Confectionary, synth-driven hooks
Virginia-based singer/songwriter/producer Ryan Wright creates songs that don’t make sense on paper–an ethereal, haunted voice singing angsty lyrics over confectionary, synth-driven hooks–and yet the results are at once timeless and timely.
Wright’s arresting voice embodies an ancient, unnamable heartache. Her lyrics–at times profane, often tongue-in-cheek, occasionally devastating–reveal a searing wit and a sensitive heart. Wright’s songs speak to the kind of heartache that can only be experienced during one’s teenage years and yet the truth of her lyrics is universal and undeniable.
Wright was born in the suburbs of Northern Virginia in 2002. She began writing songs and performing live alongside her singer/songwriter dad at the age of 11. By the time she was a teenager, she was working in the studio and on stage alongside some of her biggest musical influences. In 2019, she began co-producing her current EP with her dad Todd Wright and collaborator Ethan Mentzer (The Click 5), working to hone a sound that wears its influences on its sleeve while still maintaining an originality and authenticity that defines Wright as an artist. Her influences range from the classic (The Cars, Roy Orbison, The Smiths) to the current (The Killers, The 1975, Lana Del Ray) to the local musicians she grew up playing with and learning from. Her indie dream-pop has been compared to Lorde, Lennon Stella and The Japanese House.
Despite the surreal sound of her latest single “U Were Never Mine,” the inspiration behind the song was an all-too-familiar trauma: being ghosted by someone you’re into and the unexpected devastation that comes from having a relationship collapse before it even really begins. The experience is universal, but Wright makes the mundane seem otherworldly through the haunting production that features pulsing drum loops, synth-driven melodies and vocal distortion. “We listened to a lot of The Cars for inspiration. Interestingly, the song ended up reflecting the idea of “cars” thematically as well. When you’re young, your car is kind of your sanctuary, so it makes sense as the place where you’d give a confession.”
The lyrics are intentionally melodramatic—a winking way to acknowledge the absurdity of how the world can feel like it’s ending when a crush doesn’t work out. And yet the devastation is real. “I knew intellectually that my distress over the whole thing was probably silly but also knew I couldn’t help the way I was feeling,” Wright explains.

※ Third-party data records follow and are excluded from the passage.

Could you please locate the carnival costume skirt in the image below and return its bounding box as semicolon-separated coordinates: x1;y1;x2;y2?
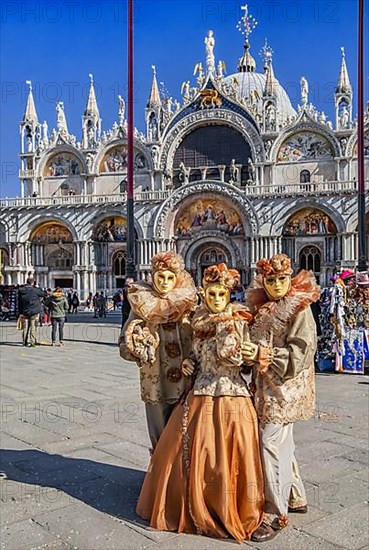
136;392;264;542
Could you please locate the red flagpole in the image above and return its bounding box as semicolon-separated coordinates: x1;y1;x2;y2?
126;0;136;279
357;0;368;271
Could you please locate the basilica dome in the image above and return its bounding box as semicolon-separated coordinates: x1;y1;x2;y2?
224;71;296;122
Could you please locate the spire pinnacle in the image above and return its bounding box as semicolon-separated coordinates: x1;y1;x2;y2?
264;60;275;97
56;101;69;136
237;4;258;73
84;73;100;118
147;65;161;107
259;38;274;72
336;47;352;94
23;80;38;124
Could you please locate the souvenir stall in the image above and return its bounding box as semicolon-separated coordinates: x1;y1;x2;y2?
317;270;369;374
0;285;18;321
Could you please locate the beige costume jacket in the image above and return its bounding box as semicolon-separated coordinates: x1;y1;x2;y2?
119;272;197;404
250;284;317;424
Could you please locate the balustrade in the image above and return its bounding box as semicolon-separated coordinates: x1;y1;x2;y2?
0;180;362;207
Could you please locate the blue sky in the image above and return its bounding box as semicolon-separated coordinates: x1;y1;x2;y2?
0;0;369;197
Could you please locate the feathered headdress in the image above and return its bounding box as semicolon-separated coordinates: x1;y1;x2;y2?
151;250;185;275
256;254;293;277
202;264;240;290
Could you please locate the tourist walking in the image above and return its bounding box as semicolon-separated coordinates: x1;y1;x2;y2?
67;288;73;313
122;277;134;328
18;277;46;348
45;286;69;346
72;291;79;313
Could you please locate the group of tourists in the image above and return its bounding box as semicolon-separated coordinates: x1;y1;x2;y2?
17;277;79;348
119;251;319;542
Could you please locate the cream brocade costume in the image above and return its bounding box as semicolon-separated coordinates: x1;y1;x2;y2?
250;294;317;424
247;270;319;528
119;271;197;404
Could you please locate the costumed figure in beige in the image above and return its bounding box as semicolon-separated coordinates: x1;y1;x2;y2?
119;251;197;448
136;264;264;542
242;254;320;542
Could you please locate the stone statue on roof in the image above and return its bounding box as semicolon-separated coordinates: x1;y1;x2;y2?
204;30;215;74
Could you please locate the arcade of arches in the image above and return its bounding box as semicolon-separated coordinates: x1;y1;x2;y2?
0;207;369;298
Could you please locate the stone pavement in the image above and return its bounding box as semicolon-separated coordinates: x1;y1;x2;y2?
0;314;369;550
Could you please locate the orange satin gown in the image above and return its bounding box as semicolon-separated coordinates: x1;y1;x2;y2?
136;391;264;542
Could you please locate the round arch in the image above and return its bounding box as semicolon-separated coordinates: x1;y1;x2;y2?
160;109;265;171
83;208;144;239
19;214;79;242
153;181;259;238
346;206;369;234
346;125;369;158
270;120;340;162
272;201;345;236
37;144;87;178
91;139;154;174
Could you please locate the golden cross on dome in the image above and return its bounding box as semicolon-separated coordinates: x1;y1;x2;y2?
237;4;258;42
259;39;274;67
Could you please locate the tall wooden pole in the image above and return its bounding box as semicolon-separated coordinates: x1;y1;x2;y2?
126;0;136;279
357;0;368;271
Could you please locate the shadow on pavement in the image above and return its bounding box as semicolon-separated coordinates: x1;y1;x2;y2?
0;449;147;527
64;338;118;348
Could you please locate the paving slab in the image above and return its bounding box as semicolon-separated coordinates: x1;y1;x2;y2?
0;316;369;550
304;502;369;550
0;519;71;550
32;504;162;550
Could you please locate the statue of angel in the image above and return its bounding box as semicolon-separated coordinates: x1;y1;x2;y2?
181;80;190;100
193;63;205;88
217;60;227;79
300;76;309;107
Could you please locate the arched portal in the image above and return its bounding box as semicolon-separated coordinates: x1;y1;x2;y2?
29;221;74;288
173;125;252;187
190;242;233;285
282;207;341;286
299;246;322;279
112;250;126;289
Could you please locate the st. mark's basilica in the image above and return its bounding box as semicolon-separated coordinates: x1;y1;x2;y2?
0;8;369;297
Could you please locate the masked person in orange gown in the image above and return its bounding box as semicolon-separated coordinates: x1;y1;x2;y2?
136;264;264;542
119;250;197;449
242;254;320;542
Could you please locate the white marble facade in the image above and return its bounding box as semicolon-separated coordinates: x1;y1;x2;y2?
0;23;369;297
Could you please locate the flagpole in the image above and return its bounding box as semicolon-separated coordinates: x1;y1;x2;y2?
126;0;136;279
357;0;368;271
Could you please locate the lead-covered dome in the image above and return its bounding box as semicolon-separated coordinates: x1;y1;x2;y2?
224;71;296;122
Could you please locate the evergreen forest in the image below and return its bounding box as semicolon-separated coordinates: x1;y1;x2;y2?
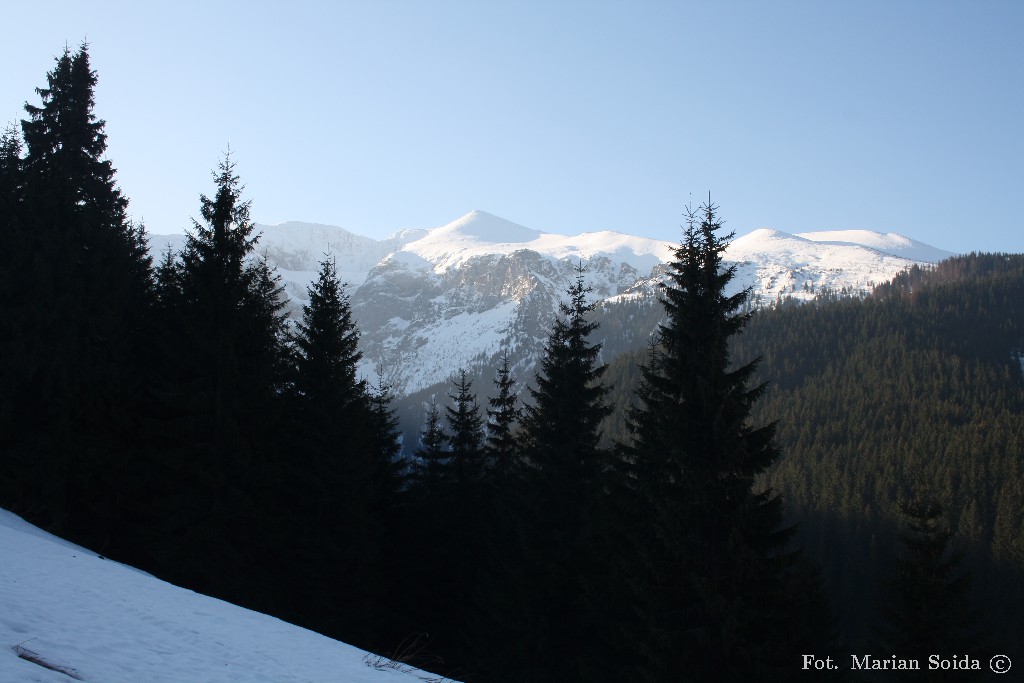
0;44;1024;683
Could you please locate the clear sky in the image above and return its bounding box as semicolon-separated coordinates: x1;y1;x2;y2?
0;0;1024;252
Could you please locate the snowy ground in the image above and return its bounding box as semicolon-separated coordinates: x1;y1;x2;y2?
0;510;456;683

“I wanted the song to convey all of these emotions I wasn’t able to reconcile—the disappointment of having this person not be who I thought they were and trying to deal with the fact that I was honestly heartbroken even though I knew this particular relationship didn’t warrant that kind of devastation. Being able to transform this painful situation into something strange and beautiful—elevating it into art—made everything I was feeling easier to process. And it allowed me to get the upper hand—to actually gain something from the whole experience rather than just feeling the loss.”